Can mean either. The big one in the 1970s and the last one in the early 1990s were both inflationary. In contrast the one that's been running in Japan for the last ten years and the real monster worldwide one of the 1930s were deflationary.

Y2K is without precedent. I can't see any way to predict which way it'll tip any given economy (and that's assuming that things don't go XXX-COMPLETELY pear-shaped).

Interest rates tend to go down in a deflation (but up in real terms; if you are deflating at 5% and interest rates are 0.5%, that's a real rate of 5.5% hitting your wallet, which is about what the Japanese are suffering). Rates go up in an inflation, but real rates may not remain positive. If inflation doesn't tip into a hyperinflationary wipeout and provided they can avoid defaulting in the short term, inflation can be very good to people with mortgages because the house inflates in value whereas the capital owed doesn't.

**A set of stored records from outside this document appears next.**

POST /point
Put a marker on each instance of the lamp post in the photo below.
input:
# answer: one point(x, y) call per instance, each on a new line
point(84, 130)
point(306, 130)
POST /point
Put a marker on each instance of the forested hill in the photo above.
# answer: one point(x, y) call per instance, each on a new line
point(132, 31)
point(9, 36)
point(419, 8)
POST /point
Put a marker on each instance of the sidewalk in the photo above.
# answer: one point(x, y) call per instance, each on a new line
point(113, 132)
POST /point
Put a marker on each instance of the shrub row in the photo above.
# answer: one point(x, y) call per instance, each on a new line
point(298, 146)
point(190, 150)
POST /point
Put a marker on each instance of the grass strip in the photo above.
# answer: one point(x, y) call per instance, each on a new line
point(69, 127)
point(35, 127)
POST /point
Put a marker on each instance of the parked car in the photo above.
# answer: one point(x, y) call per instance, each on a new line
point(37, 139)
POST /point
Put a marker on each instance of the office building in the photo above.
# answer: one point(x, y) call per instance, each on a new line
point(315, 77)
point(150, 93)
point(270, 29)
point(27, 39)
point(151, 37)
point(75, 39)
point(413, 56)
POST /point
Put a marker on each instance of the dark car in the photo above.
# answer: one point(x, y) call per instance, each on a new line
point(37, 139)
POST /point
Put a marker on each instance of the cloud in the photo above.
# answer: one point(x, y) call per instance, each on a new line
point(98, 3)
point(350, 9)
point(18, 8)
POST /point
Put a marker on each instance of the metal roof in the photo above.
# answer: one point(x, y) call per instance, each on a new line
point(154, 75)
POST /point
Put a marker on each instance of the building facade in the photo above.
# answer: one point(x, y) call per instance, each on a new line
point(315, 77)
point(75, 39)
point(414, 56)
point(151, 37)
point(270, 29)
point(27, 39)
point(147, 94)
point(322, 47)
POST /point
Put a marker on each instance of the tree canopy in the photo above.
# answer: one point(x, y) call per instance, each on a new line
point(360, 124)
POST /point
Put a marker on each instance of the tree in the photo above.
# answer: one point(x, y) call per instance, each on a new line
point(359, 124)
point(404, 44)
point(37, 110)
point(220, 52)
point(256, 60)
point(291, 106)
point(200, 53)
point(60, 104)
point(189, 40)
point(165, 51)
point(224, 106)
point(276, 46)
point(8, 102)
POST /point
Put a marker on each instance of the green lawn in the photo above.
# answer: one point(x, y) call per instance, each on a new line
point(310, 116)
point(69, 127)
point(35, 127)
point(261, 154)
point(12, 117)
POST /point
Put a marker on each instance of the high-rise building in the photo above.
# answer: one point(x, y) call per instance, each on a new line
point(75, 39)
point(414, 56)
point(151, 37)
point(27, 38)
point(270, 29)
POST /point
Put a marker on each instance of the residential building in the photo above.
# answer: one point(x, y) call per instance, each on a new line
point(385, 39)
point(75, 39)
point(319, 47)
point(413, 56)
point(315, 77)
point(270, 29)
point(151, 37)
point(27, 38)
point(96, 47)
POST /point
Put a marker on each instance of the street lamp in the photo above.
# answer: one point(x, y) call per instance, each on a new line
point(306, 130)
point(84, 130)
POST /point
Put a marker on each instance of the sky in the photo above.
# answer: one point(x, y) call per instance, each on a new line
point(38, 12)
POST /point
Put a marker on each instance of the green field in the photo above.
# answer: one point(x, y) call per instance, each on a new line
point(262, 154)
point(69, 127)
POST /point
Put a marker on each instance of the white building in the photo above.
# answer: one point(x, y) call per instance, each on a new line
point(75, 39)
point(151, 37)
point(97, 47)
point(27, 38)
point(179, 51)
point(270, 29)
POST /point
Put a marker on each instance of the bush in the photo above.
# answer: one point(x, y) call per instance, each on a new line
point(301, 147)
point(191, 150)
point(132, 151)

There was a Russian called Kondratiev who noticed that "capitalist" economies seem to gyrate in a 50-70 year long-term cycle marked most clearly by a deflationary crash. He was sent to the camps by Stalin and died there; his "crime" was suggesting implicitly that capitalism was not doomed to failure as per Marxist dogma, but to rebirth like a phoenix. I mention this because the theory suggests that the next deflation is overdue (and judging by recent world events, may be breaking upon us now).